11/12/2012

LOS CAUSANTES DE NUESTROS MALES...?


Juan Jarquín, un joven siempre callado y tímido de veinte años de edad, vivía con su padre y su hermana mayor Socorro. Ésta siempre había regañado y maltratado a Juan. Como se habían criado sin madre, Socorro había hecho las veces de madre para él; pero se le iba la mano, y sus insultos, castigos y regaños se volvieron insoportables.

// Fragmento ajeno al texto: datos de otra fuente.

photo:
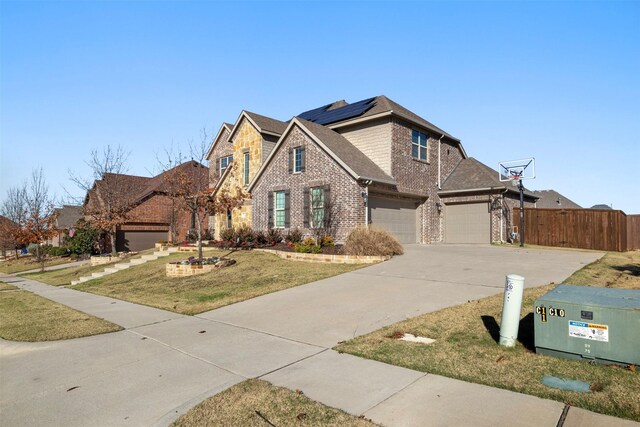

Un domingo las ofensas llegaron a un clímax trágico. Socorro reprendió y maltrató severamente a Juan. Lo trató de inútil, de haragán y de inservible. El mal humor de la muchacha fue en aumento. Se airó a tal grado que tomó un palo y comenzó a propinarle golpes.
El muchacho tenía en la mano su machete de trabajo. Con la filosa arma pudo detener unos cuantos golpes del palo, pero al sentirse golpeado incesantemente, no soportó más. Toda la rabia acumulada por años, todo el deseo de desquite y toda la furia del muchacho ofendido y humillado estalló de pronto, y blandiendo el machete, lo asentó en la nuca de Socorro, dejándola casi decapitada.
La mujer cayó en el patio, moribunda, y Juan, aún sin darse cuenta de lo que había hecho, se quedó mirándola, sin pensar nada y sin hacer nada. ¡Otro crimen que ocurría, una desgracia más que se producía, debido a la violencia y a la furia que como caldera hirviente bullen en el corazón humano!
¿Por qué ocurren estas desgracias? ¿Por qué Dios, si existe y es poderoso y es bueno, no impide que un hermano mate a su propia hermana? ¿Por qué Dios no acaba con las guerras, con las matanzas, con los odios y con las venganzas? La respuesta es que Dios no es el causante de nuestros males. Somos nosotros mismos quienes los ocasionamos.
Dios nos hizo libres. Nos dio mente y razón. Puso moral y conciencia dentro de nosotros y estableció leyes perfectas para guiarnos. Si nosotros no cumplimos con lo que Dios nos manda, es decir, si desobedecemos sus leyes escritas en nuestro corazón, pagamos las trágicas consecuencias de haber infringido esa ley inevitable e inflexible de la siembra y la cosecha.
Dios nos ofrece una vida diferente. Él está dispuesto a librarnos de las exigencias de un corazón descontrolado. Cristo, el Redentor, Libertador y Salvador, nos ofrece su mano de apoyo. Sólo tenemos que acudir a Él y pedirle que sea nuestro Salvador.